# Linear regression - Advanced model

### Note: this notebook folows the "Linear regression - Linear model" notebook

## Scope

* Finite number $N$ of data points are available: find the best fit of a given parametrique function going trouth this $N$ points.

In [1]:
#setup
%load_ext autoreload
%matplotlib nbagg
%autoreload 2
import numpy as np
import pandas as pd
import matplotlib.pyplot as plt
import matplotlib as mpl


## The data set : a synthetique data set with some noise

In [2]:
Nb_data_point = 200
xmin, xmax = -.5, 5.5
x = np.linspace(xmin, xmax, Nb_data_point)+ .2*np.random.rand(Nb_data_point)
y = x**4-12*x**3+47*x**2-60*x+ 5*np.random.randn(Nb_data_point)

In [3]:
fig = plt.figure()
plt.plot(x,y,'.',label = "Data")
plt.legend()
plt.grid()

<IPython.core.display.Javascript object>

## We would like to fit this data with a linear piecewise function

To do so we need first a base, let's use linear piecewise function function use in the FE methode

In [4]:
def hat(x,xc,support=1):
    ### P1 function
    # in:
    # x: 
    # xc: center of the peak
    # support: 
    y = np.maximum(1-np.abs((x-xc)/support),0.)
    return y

### Bases function settings

In [5]:
Nf = 15 # number of bases function

xc_list = np.linspace(xmin,xmax,Nf)
xc_list.shape
support = (xmax-xmin)/(Nf-1)

### Draw the hat functions

In [6]:
N = 500 
x_hat = np.linspace(xmin, xmax, N)

In [7]:
fig = plt.figure()
for i in range(0,len(xc_list)):
    plt.plot(x_hat,hat(x_hat,xc_list[i],support))
plt.grid()

<IPython.core.display.Javascript object>

## Fit the data using this base of functions

### Determination of the coefficent by regression

In [8]:
# Construcion of the X matrix
X = np.zeros((Nf,len(x)))         
for i in range(0,len(xc_list)):
    X[i,:] = hat(x, xc_list[i], support)
    #X = np.append(X, [hat(x, xc_list[i], support)], axis=0)
X=X.T    

# Construcion of the Y matrix
Y = y.T

# Computation of the least square estimator
beta = np.dot(np.linalg.inv(np.dot(X.T,X)),np.dot(X.T,Y))

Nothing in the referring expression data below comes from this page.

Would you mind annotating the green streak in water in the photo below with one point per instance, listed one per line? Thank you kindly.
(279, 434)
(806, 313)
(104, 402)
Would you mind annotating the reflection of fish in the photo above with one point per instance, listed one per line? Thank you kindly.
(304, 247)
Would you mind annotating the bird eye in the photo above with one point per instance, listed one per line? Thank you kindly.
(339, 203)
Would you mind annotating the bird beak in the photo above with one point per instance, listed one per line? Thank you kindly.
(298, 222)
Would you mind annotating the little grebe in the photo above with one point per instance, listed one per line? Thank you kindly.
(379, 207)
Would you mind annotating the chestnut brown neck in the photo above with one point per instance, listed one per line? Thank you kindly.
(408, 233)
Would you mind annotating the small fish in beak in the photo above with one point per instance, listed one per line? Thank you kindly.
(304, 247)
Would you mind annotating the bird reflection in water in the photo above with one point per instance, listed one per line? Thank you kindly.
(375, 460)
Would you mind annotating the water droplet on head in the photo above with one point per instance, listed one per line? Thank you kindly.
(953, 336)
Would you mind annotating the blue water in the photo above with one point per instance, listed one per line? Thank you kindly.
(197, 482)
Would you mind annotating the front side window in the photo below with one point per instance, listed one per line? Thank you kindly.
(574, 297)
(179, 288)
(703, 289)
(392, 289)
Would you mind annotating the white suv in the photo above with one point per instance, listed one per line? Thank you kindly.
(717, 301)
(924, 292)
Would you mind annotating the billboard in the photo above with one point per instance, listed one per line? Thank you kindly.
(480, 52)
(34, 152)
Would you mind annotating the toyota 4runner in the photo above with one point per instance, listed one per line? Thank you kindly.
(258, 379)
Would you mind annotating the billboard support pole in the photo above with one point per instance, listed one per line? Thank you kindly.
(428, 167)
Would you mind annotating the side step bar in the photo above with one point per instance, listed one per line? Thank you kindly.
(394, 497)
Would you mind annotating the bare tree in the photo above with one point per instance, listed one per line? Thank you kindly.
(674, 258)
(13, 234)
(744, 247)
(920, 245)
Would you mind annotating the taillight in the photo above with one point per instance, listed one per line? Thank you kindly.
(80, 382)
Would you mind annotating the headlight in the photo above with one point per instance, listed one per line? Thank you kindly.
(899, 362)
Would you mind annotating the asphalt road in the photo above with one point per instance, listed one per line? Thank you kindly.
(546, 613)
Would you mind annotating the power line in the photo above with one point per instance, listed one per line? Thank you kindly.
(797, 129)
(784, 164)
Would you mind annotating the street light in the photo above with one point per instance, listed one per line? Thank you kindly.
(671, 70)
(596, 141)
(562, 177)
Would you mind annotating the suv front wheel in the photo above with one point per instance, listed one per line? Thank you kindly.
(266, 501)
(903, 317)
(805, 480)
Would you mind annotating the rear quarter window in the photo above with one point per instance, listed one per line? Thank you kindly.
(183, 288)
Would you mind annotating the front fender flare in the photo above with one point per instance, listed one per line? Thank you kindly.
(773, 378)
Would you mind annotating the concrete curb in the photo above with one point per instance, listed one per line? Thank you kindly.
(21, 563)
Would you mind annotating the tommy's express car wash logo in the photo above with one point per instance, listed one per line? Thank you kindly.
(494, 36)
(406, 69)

print("The fitted coeff:")
print(beta)

The fitted coeff:
[ 34.21181689   6.54133034 -19.68973686 -25.06030747 -22.17281562
 -17.19946533 -11.12295646  -6.45010219   2.84929182   0.23314199
   2.97368338  -1.72959454  -2.71579939  -2.05246729  12.67920535]


### Draw the results

In [9]:
N = 100
xi = np.linspace(xmin, xmax, N)

yi = np.zeros(xi.shape)
for i in range(0,len(xc_list)):
    yi = yi + beta[i] * hat(xi,xc_list[i],support)

In [10]:
fig = plt.figure()
plt.plot(x,y,'o',label = "Data")
plt.plot(xi,yi,'r',label = "Regression")
plt.legend()
plt.grid()

<IPython.core.display.Javascript object>